Join GitHub today
GitHub is home to over 28 million developers working together to host and review code, manage projects, and build software together.Sign up
Fix upgrade reconnect failure #637
There are three flow connection related fixes here, the most important is that reliable packet send attempts to an already-connected peer which has been determined to be incompatible would be silently dropped. This could, in certain rare sequences of events, cause the multi version client to never connect to a cluster after an upgrade. The fix is to only silently drop reliable packets to peers which are newer than the current process because the current process will never communicate with such a peer in its lifetime. Older peers, however, may be upgraded.
The other fixes were a memory leak and a rare failed assertion regarding incompatible connection count which could occur if a cluster was rapidly cycled between versions (in a very abusive and unsupported way).
One bug was already fixed in release 6.0, and since this was done differently here, you'll meed to resolve the merge. Also, I don't think this bug requires any weird version cycling, I've seen it in normal upgrades.
I'm a little curious about the main fix. The idea behind neutering the connection was that if a process were upgraded, the connection would be dropped and replaced. Is that not happening? Or is there something maybe going on with us caching something (e.g. the Peer) where a fix could be made instead?
I'm not sure the fix is completely correct as written because it may be possible for the protocol version to downgrade in the case that is still compatible (if the version differs only outside the mask). EDIT: actually, I think this paragraph can be disregarded because the behavior is guarded by a compatibility check.

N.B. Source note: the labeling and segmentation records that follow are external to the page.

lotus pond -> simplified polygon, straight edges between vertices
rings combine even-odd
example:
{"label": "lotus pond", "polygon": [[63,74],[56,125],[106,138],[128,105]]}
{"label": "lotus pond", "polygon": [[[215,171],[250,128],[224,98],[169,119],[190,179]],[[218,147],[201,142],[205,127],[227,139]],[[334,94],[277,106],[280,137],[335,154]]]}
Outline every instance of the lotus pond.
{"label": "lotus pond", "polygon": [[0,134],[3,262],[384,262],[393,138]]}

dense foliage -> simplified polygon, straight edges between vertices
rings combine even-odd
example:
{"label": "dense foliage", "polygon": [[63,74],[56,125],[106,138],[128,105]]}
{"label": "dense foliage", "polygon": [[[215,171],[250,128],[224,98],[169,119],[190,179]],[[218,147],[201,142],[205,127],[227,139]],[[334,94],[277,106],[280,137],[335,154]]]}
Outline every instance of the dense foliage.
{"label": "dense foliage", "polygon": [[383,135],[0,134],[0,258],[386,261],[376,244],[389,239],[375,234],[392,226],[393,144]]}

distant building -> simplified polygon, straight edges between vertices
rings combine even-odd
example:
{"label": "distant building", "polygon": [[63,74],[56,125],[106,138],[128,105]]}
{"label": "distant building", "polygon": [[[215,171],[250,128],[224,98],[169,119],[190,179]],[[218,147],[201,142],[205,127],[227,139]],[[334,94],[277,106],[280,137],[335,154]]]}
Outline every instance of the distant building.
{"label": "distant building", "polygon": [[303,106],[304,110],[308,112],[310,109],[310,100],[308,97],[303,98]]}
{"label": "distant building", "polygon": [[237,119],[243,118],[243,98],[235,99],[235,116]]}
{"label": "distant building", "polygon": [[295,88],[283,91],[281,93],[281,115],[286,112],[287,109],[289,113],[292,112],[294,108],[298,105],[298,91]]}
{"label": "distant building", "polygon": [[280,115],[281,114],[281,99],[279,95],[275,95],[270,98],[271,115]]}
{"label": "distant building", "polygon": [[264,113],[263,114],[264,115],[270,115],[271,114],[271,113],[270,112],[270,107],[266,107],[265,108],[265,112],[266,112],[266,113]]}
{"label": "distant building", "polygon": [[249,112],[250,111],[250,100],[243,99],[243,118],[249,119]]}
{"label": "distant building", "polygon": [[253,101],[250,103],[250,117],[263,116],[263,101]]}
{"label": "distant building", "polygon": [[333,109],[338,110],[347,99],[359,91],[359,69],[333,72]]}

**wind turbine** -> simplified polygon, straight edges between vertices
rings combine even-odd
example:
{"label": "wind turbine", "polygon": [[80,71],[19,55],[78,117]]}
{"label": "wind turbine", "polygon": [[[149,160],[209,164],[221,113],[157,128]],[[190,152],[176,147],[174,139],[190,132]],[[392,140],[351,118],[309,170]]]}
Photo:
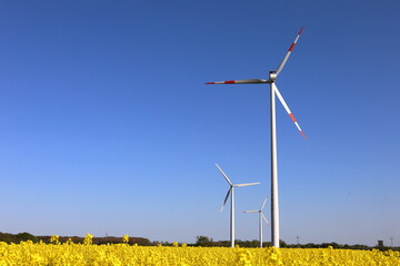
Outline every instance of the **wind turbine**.
{"label": "wind turbine", "polygon": [[227,182],[229,183],[230,187],[229,191],[227,193],[226,200],[223,201],[222,207],[221,207],[221,213],[223,211],[223,207],[228,201],[229,194],[231,195],[231,219],[230,219],[230,241],[231,241],[231,247],[234,247],[234,194],[233,194],[233,188],[238,187],[238,186],[249,186],[249,185],[258,185],[260,183],[247,183],[247,184],[233,184],[229,177],[226,175],[226,173],[223,173],[223,171],[221,170],[220,166],[218,166],[218,164],[216,163],[216,166],[219,168],[219,171],[221,172],[221,174],[223,175],[223,177],[227,180]]}
{"label": "wind turbine", "polygon": [[300,29],[297,34],[293,43],[290,45],[287,54],[284,55],[282,62],[279,64],[278,69],[269,72],[269,79],[250,79],[250,80],[232,80],[232,81],[218,81],[218,82],[208,82],[206,84],[258,84],[266,83],[270,84],[270,108],[271,108],[271,219],[272,219],[272,246],[279,247],[279,204],[278,204],[278,160],[277,160],[277,130],[276,130],[276,95],[279,101],[282,103],[283,108],[288,112],[290,119],[294,122],[296,126],[300,131],[301,135],[306,139],[304,133],[300,129],[298,122],[296,121],[292,112],[290,111],[288,104],[280,94],[276,80],[279,73],[282,71],[284,64],[287,63],[291,52],[294,49],[297,41],[300,38],[303,28]]}
{"label": "wind turbine", "polygon": [[259,225],[260,225],[260,231],[259,231],[259,234],[260,234],[260,247],[262,247],[262,219],[264,219],[266,223],[269,224],[268,221],[267,221],[267,218],[266,218],[266,216],[264,216],[263,213],[262,213],[262,209],[263,209],[264,206],[266,206],[267,200],[268,200],[268,196],[266,197],[266,200],[264,200],[264,202],[262,203],[262,206],[261,206],[261,208],[260,208],[259,211],[244,211],[244,212],[243,212],[243,213],[259,213],[259,219],[260,219],[260,221],[259,221]]}

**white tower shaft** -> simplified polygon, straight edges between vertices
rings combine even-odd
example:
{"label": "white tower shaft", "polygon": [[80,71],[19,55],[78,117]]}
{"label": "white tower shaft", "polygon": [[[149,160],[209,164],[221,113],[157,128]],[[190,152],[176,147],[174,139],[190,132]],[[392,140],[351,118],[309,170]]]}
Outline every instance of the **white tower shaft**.
{"label": "white tower shaft", "polygon": [[234,247],[234,193],[233,186],[231,190],[231,247]]}
{"label": "white tower shaft", "polygon": [[262,247],[262,211],[260,211],[260,247]]}

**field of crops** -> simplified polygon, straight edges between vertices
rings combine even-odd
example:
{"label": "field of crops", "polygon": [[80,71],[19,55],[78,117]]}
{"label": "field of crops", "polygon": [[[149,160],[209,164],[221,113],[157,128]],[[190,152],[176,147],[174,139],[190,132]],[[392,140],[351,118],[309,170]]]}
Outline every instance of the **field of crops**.
{"label": "field of crops", "polygon": [[91,245],[21,242],[0,243],[0,266],[80,266],[80,265],[400,265],[400,253],[347,249],[228,248],[137,246],[128,244]]}

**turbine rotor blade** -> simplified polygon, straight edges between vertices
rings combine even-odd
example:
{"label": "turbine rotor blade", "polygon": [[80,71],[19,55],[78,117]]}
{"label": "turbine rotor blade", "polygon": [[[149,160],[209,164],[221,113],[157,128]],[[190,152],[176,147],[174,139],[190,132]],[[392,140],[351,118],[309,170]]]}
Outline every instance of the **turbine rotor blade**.
{"label": "turbine rotor blade", "polygon": [[219,171],[221,172],[221,174],[223,175],[223,177],[226,177],[226,180],[228,181],[228,183],[232,186],[232,182],[229,180],[229,177],[226,175],[226,173],[223,173],[223,171],[221,170],[221,167],[216,163],[216,166],[219,168]]}
{"label": "turbine rotor blade", "polygon": [[272,83],[272,88],[273,88],[273,90],[276,91],[277,96],[278,96],[279,101],[282,103],[284,110],[288,112],[290,119],[293,121],[294,125],[296,125],[296,126],[298,127],[298,130],[300,131],[301,135],[302,135],[304,139],[307,139],[306,135],[304,135],[304,133],[303,133],[302,130],[300,129],[299,123],[298,123],[297,120],[294,119],[294,115],[292,114],[292,112],[290,111],[290,109],[289,109],[288,104],[286,103],[284,99],[283,99],[282,95],[280,94],[280,92],[279,92],[279,90],[278,90],[278,86],[277,86],[274,83]]}
{"label": "turbine rotor blade", "polygon": [[223,207],[224,207],[224,205],[226,205],[226,203],[227,203],[227,201],[228,201],[228,197],[229,197],[229,194],[230,194],[231,191],[232,191],[232,187],[230,187],[229,191],[228,191],[228,193],[227,193],[227,196],[226,196],[226,200],[223,201],[223,204],[222,204],[222,207],[221,207],[220,213],[222,213]]}
{"label": "turbine rotor blade", "polygon": [[261,184],[261,183],[237,184],[237,185],[233,185],[233,186],[248,186],[248,185],[258,185],[258,184]]}
{"label": "turbine rotor blade", "polygon": [[266,196],[266,200],[264,200],[264,202],[262,203],[262,206],[261,206],[260,211],[262,211],[262,209],[264,208],[266,203],[267,203],[267,200],[268,200],[268,196]]}
{"label": "turbine rotor blade", "polygon": [[298,41],[298,40],[299,40],[299,38],[300,38],[300,34],[301,34],[301,32],[302,32],[302,30],[303,30],[303,29],[304,29],[304,27],[302,27],[302,28],[300,29],[300,31],[299,31],[299,33],[297,34],[297,37],[296,37],[296,39],[294,39],[293,43],[290,45],[290,48],[289,48],[289,50],[288,50],[287,54],[284,55],[284,58],[283,58],[282,62],[279,64],[278,70],[277,70],[277,76],[278,76],[278,75],[279,75],[279,73],[282,71],[282,69],[283,69],[283,66],[284,66],[284,64],[286,64],[286,62],[288,61],[288,59],[289,59],[289,57],[290,57],[291,52],[293,51],[293,49],[294,49],[294,47],[296,47],[297,41]]}
{"label": "turbine rotor blade", "polygon": [[232,81],[207,82],[204,84],[258,84],[258,83],[270,83],[270,82],[268,80],[250,79],[250,80],[232,80]]}

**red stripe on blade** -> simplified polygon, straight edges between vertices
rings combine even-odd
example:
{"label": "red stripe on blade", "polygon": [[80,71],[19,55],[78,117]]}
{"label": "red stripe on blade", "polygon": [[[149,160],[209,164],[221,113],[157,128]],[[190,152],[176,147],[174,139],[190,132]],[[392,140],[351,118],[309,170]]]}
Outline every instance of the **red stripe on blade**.
{"label": "red stripe on blade", "polygon": [[293,51],[296,43],[293,42],[291,47],[289,48],[289,52]]}
{"label": "red stripe on blade", "polygon": [[294,115],[292,113],[289,114],[293,122],[296,122]]}

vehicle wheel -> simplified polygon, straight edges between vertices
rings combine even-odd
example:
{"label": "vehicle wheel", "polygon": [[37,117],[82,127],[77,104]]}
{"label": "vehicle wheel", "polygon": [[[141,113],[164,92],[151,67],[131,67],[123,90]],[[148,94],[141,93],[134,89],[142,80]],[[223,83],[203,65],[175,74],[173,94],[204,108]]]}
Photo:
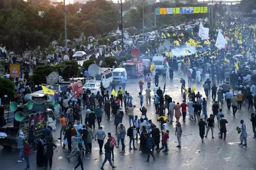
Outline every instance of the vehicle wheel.
{"label": "vehicle wheel", "polygon": [[10,146],[7,146],[7,145],[3,145],[3,147],[4,147],[4,149],[11,149],[11,147]]}

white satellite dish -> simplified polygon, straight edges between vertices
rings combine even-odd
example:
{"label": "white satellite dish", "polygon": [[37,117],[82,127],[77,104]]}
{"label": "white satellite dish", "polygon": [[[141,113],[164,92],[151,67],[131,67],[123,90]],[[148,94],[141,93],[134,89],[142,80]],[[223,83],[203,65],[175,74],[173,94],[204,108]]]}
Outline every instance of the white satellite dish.
{"label": "white satellite dish", "polygon": [[57,83],[59,81],[60,75],[58,72],[53,72],[46,78],[46,83],[50,86]]}
{"label": "white satellite dish", "polygon": [[126,39],[129,38],[129,34],[128,34],[128,33],[126,32],[125,33],[124,33],[124,37]]}
{"label": "white satellite dish", "polygon": [[99,73],[99,67],[95,64],[92,64],[88,68],[88,74],[94,77]]}

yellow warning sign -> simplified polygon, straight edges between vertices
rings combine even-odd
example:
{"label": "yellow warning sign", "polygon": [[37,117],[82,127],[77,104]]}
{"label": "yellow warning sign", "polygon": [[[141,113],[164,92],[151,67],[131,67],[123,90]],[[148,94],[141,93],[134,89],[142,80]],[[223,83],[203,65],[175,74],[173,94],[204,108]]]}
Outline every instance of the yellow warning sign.
{"label": "yellow warning sign", "polygon": [[20,77],[21,65],[19,64],[10,64],[10,77],[19,78]]}

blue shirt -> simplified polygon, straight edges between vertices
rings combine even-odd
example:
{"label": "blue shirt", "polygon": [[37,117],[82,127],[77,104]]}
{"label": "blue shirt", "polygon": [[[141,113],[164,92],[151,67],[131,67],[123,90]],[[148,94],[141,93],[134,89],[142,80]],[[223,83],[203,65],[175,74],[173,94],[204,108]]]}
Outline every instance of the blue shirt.
{"label": "blue shirt", "polygon": [[232,93],[230,93],[230,92],[227,92],[225,94],[225,95],[224,96],[225,96],[225,98],[226,99],[231,99],[231,97],[232,97]]}
{"label": "blue shirt", "polygon": [[143,95],[142,95],[142,94],[141,95],[140,99],[141,99],[141,102],[143,102]]}
{"label": "blue shirt", "polygon": [[87,76],[88,75],[88,71],[87,70],[85,70],[85,71],[84,72],[84,75],[85,76]]}
{"label": "blue shirt", "polygon": [[121,78],[121,80],[122,80],[122,83],[126,83],[126,82],[127,81],[127,78],[123,76]]}
{"label": "blue shirt", "polygon": [[148,148],[151,149],[153,148],[153,142],[154,140],[152,137],[150,137],[149,138],[147,138],[147,147]]}
{"label": "blue shirt", "polygon": [[124,139],[125,136],[125,130],[124,128],[120,129],[120,138]]}

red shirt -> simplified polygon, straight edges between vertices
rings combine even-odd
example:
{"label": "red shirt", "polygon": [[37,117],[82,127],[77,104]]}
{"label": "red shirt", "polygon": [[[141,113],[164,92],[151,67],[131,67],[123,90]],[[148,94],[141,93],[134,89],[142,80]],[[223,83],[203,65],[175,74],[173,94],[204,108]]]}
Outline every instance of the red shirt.
{"label": "red shirt", "polygon": [[143,85],[144,84],[144,83],[140,81],[139,82],[139,86],[140,88],[143,87]]}
{"label": "red shirt", "polygon": [[162,136],[162,143],[166,144],[167,143],[167,139],[169,139],[169,135],[168,133],[165,133]]}
{"label": "red shirt", "polygon": [[183,103],[181,105],[181,112],[186,112],[186,107],[188,105],[185,103]]}
{"label": "red shirt", "polygon": [[110,140],[110,145],[112,146],[115,146],[115,140],[114,137],[111,136],[109,137],[109,139]]}
{"label": "red shirt", "polygon": [[26,153],[29,155],[29,144],[28,142],[26,142],[26,147],[25,147],[25,149],[24,149],[23,152],[24,153]]}

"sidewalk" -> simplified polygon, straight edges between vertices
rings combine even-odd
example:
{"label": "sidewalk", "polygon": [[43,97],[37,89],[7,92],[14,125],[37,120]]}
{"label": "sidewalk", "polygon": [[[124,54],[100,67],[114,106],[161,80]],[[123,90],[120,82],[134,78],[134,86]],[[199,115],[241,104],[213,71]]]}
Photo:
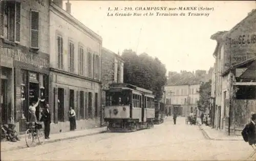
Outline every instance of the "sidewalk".
{"label": "sidewalk", "polygon": [[202,130],[204,136],[209,140],[228,140],[228,141],[243,141],[242,136],[229,136],[224,131],[218,130],[216,128],[212,128],[211,127],[201,125],[198,124],[199,128]]}
{"label": "sidewalk", "polygon": [[[106,127],[87,129],[82,130],[69,131],[63,133],[54,133],[50,135],[50,139],[45,140],[45,144],[56,142],[60,141],[72,139],[105,132]],[[20,141],[17,142],[9,141],[1,142],[1,152],[27,148],[24,136],[20,136]],[[36,142],[38,142],[37,141]]]}

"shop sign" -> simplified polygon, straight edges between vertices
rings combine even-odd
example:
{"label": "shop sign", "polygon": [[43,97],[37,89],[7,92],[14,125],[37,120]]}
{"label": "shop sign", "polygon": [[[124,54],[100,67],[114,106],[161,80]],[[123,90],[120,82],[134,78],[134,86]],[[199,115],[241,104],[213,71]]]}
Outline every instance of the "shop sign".
{"label": "shop sign", "polygon": [[1,60],[4,57],[8,58],[13,60],[31,64],[39,68],[49,68],[48,59],[40,58],[32,53],[23,52],[19,48],[1,47],[0,53]]}
{"label": "shop sign", "polygon": [[0,66],[8,68],[12,68],[13,67],[13,61],[12,58],[6,57],[1,57]]}
{"label": "shop sign", "polygon": [[29,82],[37,82],[37,74],[36,73],[29,72]]}
{"label": "shop sign", "polygon": [[224,55],[230,56],[231,65],[256,57],[255,33],[236,34],[230,37],[226,37],[225,45]]}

Also, the fix dramatically reduces the benefit we were intending to provide. It means some incompatible connections will now be expensive, meaning we can't describe them as being generally low cost anymore. I don't think this is just theoretical, either, as there are legitimate cases where you can end up with a newer incompatible version connecting for a lengthy period of time. Even if it's a relatively short period of time, it's often long enough the we couldn't just ignore the difference.
If we intend to use this fix, it should probably be accompanied by filing an issue to restore the performance of incompatible connections.
One other question:
Is the fix that's a duplicate of the one made on release-6.0 still susceptible here to accounting issues? On the other version of the fix, we track when the counter is incremented and decrement it only if it had been incremented. Here, we decrement based on some property which isn't necessarily associated with the incrementing. For example, it appears that a peer which is both initially incompatible and actually incompatible will cause the counter to be incremented and not decremented. I'd also be concerned about the presence of waits in this code that could change the state between when this bool is set and when the counter is incremented.
I talked this over this with Evan through another channel. It sounds like the problem roughly speaking was that some packets trying to be sent are being waited on indefinitely when dropped and were unaware when the connection became compatible again.
We also talked about what we believe the performance impact of the change to be. After thinking it over, the performance problem this was intended to resolve was likely related to failure monitoring. However, Evan checked and confirmed that failure monitoring won't be running in the case that was changed (because failure monitoring requires talking to a cluster controller to start, and by being a newer client, it will never have talked to one).
So I think I'm in agreement now that the above change works without too much impact, pending a test to confirm that it was indeed failure monitoring that was costly and not something else.